Who Should Take Buyouts at the 'Times'?
New York Times Associate managing editor William "Bill" Schmidt just sent an email around the paper begging people to accept buyout offers, for the good of everyone else. "Each buyout we record before next Tuesday reduces the number of layoffs we will have to seek." Retire! Earlier today, Radar media critic Charles Kaiser named a couple people who might take buyouts, but none of them were people we want to see leave. None of them are responsible for Thursday Styles, after all. Though we suppose the idea is for old people to leave, right? Can Clyde Haberman take one? Wait, is Clyde Haberman still alive? Pulitzer Prize-winning investigative reporter Dan Barry can stay as long as he goes back to investigative reporting and not writing columns about quaint happenings in quaint places. Oh, and COUGH COUGH ALESSANDRA STANLEY? Your further suggestions are appreciated. Full memo after the jump.
To the staff
About six weeks ago Bill Keller announced that the newsroom would need to reduce its head count by about 100 jobs, as a result of the worsening financial picture facing this newspaper and the rest of our industry. To that end, we put on the table a round of buyouts, and began seeking volunteers among both our Guild and excluded employees.

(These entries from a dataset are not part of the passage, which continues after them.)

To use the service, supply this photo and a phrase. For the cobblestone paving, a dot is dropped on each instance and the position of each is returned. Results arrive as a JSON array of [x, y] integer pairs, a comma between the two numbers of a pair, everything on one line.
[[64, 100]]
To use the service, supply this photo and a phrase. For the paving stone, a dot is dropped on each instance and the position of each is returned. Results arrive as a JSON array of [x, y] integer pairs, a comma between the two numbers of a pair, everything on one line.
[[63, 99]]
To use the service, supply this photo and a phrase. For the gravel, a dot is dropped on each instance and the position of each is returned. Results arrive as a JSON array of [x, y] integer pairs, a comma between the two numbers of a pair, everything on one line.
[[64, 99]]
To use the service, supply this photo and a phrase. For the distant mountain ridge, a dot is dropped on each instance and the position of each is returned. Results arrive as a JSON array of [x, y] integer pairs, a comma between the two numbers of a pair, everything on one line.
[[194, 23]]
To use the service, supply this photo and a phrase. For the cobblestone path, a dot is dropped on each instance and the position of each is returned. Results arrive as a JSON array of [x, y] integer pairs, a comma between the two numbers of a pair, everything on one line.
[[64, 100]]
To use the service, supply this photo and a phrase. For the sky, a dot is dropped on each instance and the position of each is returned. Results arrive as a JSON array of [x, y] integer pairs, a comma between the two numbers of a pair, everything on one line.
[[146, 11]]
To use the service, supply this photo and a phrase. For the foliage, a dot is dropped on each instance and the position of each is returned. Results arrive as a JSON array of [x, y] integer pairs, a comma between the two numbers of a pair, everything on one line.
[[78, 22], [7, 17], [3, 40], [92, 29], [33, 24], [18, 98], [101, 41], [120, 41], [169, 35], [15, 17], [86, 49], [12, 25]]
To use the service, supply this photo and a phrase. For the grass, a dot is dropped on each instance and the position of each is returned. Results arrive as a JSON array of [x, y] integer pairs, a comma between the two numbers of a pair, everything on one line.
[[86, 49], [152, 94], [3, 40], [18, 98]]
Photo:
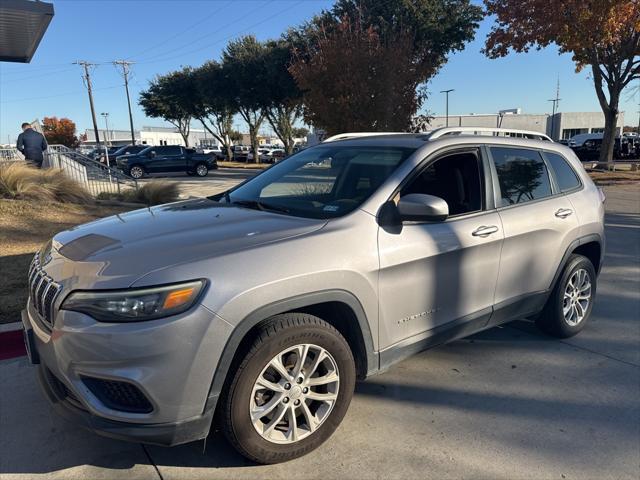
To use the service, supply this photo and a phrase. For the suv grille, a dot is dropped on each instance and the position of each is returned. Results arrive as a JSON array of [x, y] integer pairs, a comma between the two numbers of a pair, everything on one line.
[[43, 291]]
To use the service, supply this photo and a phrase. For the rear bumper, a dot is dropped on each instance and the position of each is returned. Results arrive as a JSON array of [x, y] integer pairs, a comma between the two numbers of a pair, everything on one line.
[[165, 434]]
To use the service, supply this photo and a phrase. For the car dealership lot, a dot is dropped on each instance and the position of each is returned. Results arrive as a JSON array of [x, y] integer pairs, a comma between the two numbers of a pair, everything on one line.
[[505, 403]]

The window for those voluntary buyouts closes officially next week — on Monday, April 21, for excluded members of the staff, and on that day and the next (Tuesday, April 22), for Guild applicants.
While we will not know the hard count until that time, every effort to handicap the outcome suggests that we are almost certain to fall short of the number of volunteers we will need. If that is indeed the case, as we expect it will be, we will — regrettably — be forced resort to some limited number of layoffs within the core newsroom.
While layoffs have become all too common across our industry, this is the first time the newsroom as a whole has confronted that blunt reality, and we approach it with a heavy heart. Even as people and jobs go away, the reductions will have a continuing impact across the newsroom, as we regroup and reorganize departments and even juggle some assignments to ensure we are able to continue to produce the kind of quality journalism that is our hallmark.
I wish I could offer some clearer sense of scale. An effort by the Guild to predict the outcome a few weeks back, based on what they knew from the people who had asked to get a buyout package, concluded it was too soon to tell if there would be enough volunteers, across the staff. Their own estimate, at that time, fell short of the mark, and the basic calculus has not changed.
Because the voluntary buyout window is still open for a few more days, and because we know many of you might still be contemplating what to do, we urge you to give the offer serious consideration, if you believe there is some financial advantage in it for you and your family. Each buyout we record before next Tuesday reduces the number of layoffs we will have to seek.
If any of you have any questions, or seek further information in the coming days, please do not hesitate to reach out to me.